Bundesweit legen Kommunen Sparprogramme auf. Bundesregierung verschärft den Kahlschlag

Kürzen, bevor es andere tun

In den deutschen Städten und Gemeinden regiert der Rotstift. Betroffen sind nicht nur die großen Städte, sondern auch kleinere Gemeinden. Zum Beispiel im nordrhein-westfälischen Rietberg. In der Stadt mit 29.000 Einwohnern haben Bürgermeister und Verwaltungsvorstand rund 100 Kürzungsmaßnahmen ausgearbeitet, um im kommenden Jahr mindestens 2,5 Millionen Euro zu sparen.
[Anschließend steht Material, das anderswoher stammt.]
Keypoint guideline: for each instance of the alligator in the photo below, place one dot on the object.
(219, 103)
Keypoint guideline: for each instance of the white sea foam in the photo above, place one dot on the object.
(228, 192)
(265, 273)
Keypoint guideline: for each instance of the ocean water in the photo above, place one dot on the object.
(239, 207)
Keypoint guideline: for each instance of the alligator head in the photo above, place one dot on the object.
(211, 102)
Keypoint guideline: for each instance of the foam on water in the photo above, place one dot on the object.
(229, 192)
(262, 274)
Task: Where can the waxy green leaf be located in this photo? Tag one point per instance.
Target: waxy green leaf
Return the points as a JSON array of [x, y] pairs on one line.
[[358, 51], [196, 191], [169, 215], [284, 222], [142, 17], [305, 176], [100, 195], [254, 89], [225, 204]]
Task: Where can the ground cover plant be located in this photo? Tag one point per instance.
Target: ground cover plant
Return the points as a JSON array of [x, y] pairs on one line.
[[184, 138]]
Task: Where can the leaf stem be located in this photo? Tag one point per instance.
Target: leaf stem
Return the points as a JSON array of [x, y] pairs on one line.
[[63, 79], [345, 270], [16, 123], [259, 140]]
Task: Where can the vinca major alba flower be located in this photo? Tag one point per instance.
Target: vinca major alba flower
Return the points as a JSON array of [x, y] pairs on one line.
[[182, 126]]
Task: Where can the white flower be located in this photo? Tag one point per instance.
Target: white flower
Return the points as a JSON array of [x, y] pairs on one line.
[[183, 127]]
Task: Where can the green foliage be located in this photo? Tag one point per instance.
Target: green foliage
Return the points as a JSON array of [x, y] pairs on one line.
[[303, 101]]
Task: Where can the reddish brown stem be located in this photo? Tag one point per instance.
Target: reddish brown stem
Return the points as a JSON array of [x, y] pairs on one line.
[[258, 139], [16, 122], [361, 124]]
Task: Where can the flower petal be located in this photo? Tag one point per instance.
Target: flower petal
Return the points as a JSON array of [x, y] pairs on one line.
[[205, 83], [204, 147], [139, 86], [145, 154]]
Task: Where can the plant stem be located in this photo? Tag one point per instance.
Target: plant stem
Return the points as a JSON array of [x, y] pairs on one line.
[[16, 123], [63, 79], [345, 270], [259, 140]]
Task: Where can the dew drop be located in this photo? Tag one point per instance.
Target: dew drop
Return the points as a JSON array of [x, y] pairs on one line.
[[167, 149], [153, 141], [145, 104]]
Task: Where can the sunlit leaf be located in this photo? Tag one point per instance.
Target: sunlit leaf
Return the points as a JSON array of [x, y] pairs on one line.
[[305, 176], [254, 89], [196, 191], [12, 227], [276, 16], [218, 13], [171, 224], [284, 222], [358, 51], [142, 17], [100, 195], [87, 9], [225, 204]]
Insgesamt fehlen rund 9 Millionen Euro im Stadtsäckel.

In der dazugehörigen Pressemitteilung wimmelt es nur so von „herausfordernden Zeiten“ und „schmerzhaften Einschnitten“. „Das betrifft uns als Verwaltung ebenso, wie alle Bürgerinnen und Bürger, unsere Infrastruktur und beispielsweise auch die Vereine“, lässt sich Bürgermeister Andreas Sunder (FWG) zitieren. In der Auflistung der Leidtragenden fehlt die explizite Nennung der Schülerinnen und Schüler. Nach den Vorschlägen der Stadtverwaltung soll die Schülerbeförderung mit dem Bus künftig erst ab einem Schulweg von fünf Kilometern (statt bisher 3,5) erfolgen, die Beiträge für die Nachmittagsbetreuung in der Offenen Ganztagsschule sollen steigen, eine Stelle in der Schulsozialarbeit gestrichen und die Reinigungsleistungen reduziert werden.

Das erklärte Ziel des Sparprogramms ist es, ein Haushaltssicherungskonzept – also die Einmischung der Kommunalaufsicht in die finanziellen Angelegenheiten der Stadt – zu vermeiden. „Bislang haben die gewählten Ratsvertreterinnen und -vertreter in Rietberg das Heft des Handelns noch selbst in der Hand. Und das wollen sie auch nicht abgeben“, heißt es in der Pressemitteilung der Stadt. Selber kürzen, ist die Devise, bevor es andere tun. Die kommunale „Herzkammer der Demokratie“ wählt tapfer zwischen Pest und Cholera.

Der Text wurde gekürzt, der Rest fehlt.